Best practices for Research Data Management

Planning and organising data collection is essential for scientific success, it will decrease the probability of an unexpected occurrence, for example, loss of data, errors, or data misuse or, just as important, it is a way to follow specific instructions from research funders.
When data is organized following a plan and shared, it supports transparency and openness as well as increases ROI for publicly funded research. Some of the advantages of sharing data are (1) the reinforcement of verification and replication of the original results, (2) the promotion of new research, (3) collaborations, (4) avoiding duplicate data collection and the spread of fraudulent data, (5) enhances visibility and citation and (6) preserves data for future use.

How can you organize and manage your data for publication?

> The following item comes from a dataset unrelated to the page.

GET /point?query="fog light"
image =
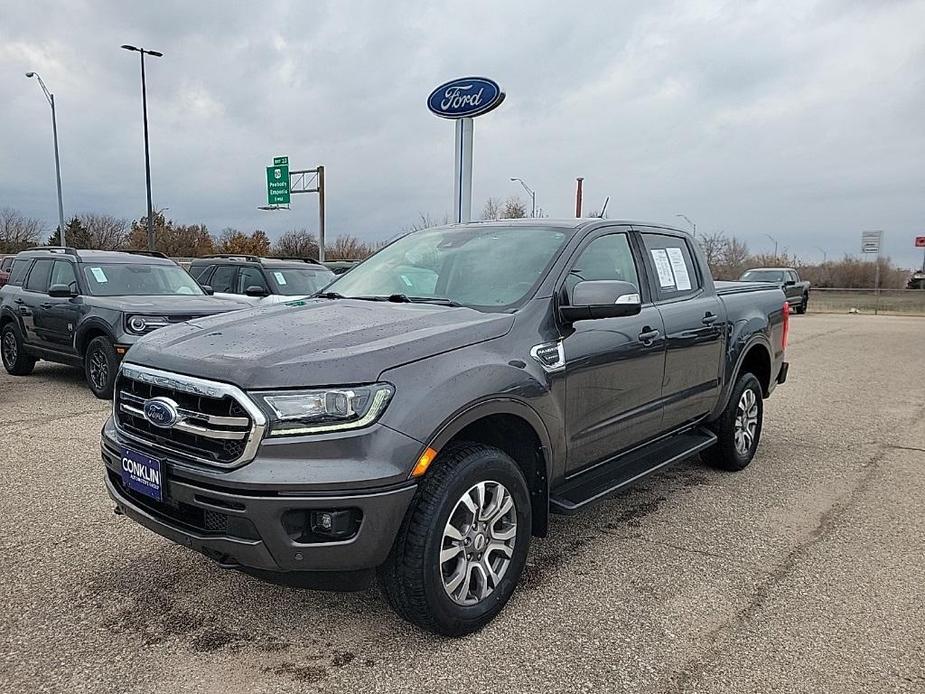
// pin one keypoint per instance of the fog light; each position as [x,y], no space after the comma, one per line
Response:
[334,524]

Open science democratizes access to scientific knowledge and thus enhances research development. Research Data Management is a fundamental requirement for the validation and reproducibility of scientific results. Moreover, funders are aligning their position with the mantra “As open as possible, as close, as necessary”, to ensure transparency and openness.
The data collected and used to validate a scientific project should follow the FAIR principles, an acronym for findable, accessible, interoperable, and reusable.

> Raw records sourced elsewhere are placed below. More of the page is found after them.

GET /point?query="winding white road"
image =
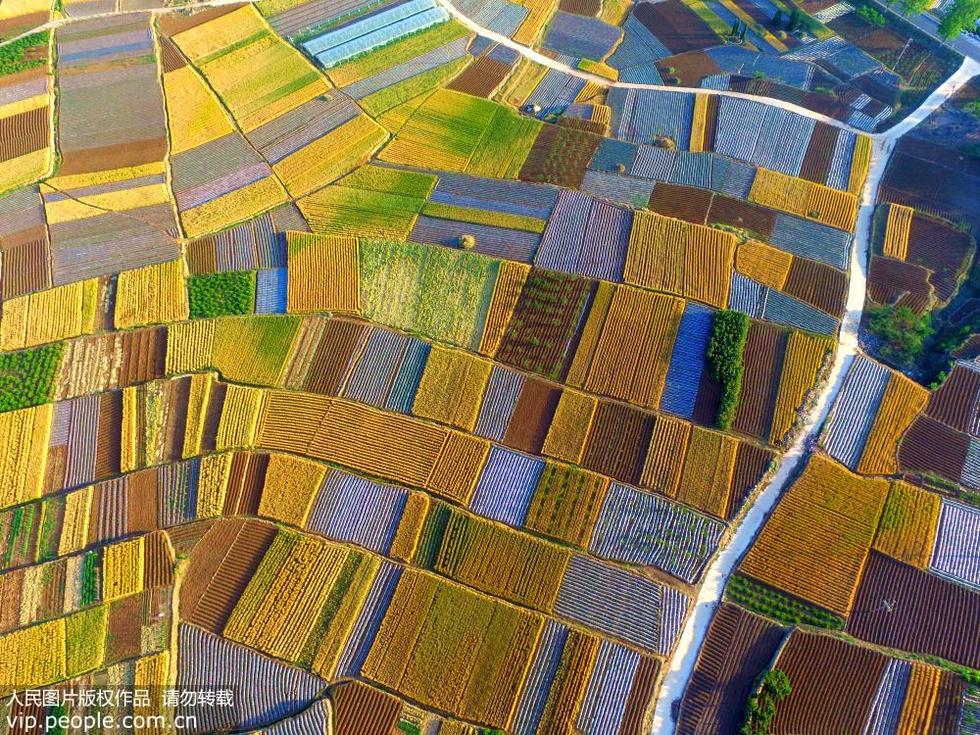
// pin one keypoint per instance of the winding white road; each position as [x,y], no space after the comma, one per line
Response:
[692,637]
[694,632]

Creating a DMP (Data Management Plan)

In the scope of H2020 projects and FCT grants, a detailed Data Management Plan (DMP) should be submitted with other requirements about the project. A DMP is a document that details in advance how the data for a specific project will be created, collected, stored, and documented and who will oversee the preservation for long-term usability.
Although a DMP is not a static document and will suffer adaptations during the research process, the DMP will serve as a guideline to follow best practices for Research Data Management.

The Digital Curation Center provides a guiding checklist with questions and tips ranging from:

  • Administrative data;
  • Data collecting;
  • Documentation and metadata;
  • Ethical and legal issues;
  • Storage and replications;
  • Selection and preservation;
  • Data sharing;
  • Resources and responsibilities.

When creating a DMP, it is fundamental to organize and document data in a systematic way to facilitate future preservation and long-term storage. This means that you should be thinking in advance about formats and file names according to the instructions of the repository where the dataset is going to be archived.

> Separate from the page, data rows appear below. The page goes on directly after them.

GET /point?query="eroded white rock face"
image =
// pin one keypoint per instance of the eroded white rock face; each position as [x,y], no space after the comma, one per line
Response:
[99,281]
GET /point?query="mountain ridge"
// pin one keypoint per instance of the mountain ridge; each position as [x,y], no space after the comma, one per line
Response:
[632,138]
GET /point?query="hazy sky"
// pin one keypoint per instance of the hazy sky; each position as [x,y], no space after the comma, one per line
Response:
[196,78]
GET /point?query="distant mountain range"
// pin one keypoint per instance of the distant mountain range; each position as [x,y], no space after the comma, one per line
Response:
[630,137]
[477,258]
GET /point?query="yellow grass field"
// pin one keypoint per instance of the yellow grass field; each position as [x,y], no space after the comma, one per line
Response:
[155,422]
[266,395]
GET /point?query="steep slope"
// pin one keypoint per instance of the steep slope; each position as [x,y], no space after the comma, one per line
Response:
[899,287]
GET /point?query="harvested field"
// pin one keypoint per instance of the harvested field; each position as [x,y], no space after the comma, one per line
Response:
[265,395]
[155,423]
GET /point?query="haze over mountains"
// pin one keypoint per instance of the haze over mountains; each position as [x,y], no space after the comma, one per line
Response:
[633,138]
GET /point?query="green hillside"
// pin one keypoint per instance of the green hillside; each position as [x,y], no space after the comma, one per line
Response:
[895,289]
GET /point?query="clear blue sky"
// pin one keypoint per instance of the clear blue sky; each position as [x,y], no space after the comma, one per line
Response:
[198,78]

To help researchers with the process of creating a DMP aligned with the funder’s requirements check out some online tools:

Common topics in a DMP required by funders are the description of the data (content, type, format, volume), which methodology was followed when collecting the data, ethical and intellectual property of the data, data sharing plans (how, when and who), preserving long-term strategies.

Sensitive Data

In 2018 GDPR (General Data Protection Regulation) became official in the EU, due to this there are a few steps that you should be following to guarantee to avoid any infringement or penalty. Information that allows the identification of a person includes PII (Personally Identifiable Information), PHI (Protected Health Information) and Sensitive Information which should be transformed and anonymized/ pseudonymized, encrypted and archived with a closed licence.

For more guidelines on sensitive data check the OpenAire Factsheet about Personal Data and Open research data.

License and Archive

When the dataset is ready for storage in an archive you should choose the license that better fits the nature of your dataset. If it is sensitive data, you should archive it with a closed license. If the research data are classified as literary work or open software, usually a CC BY 4.0 license is applied. The attribution of a CC BY-SA (Share Alike) license is also compatible with Open Access policies and with Plan S.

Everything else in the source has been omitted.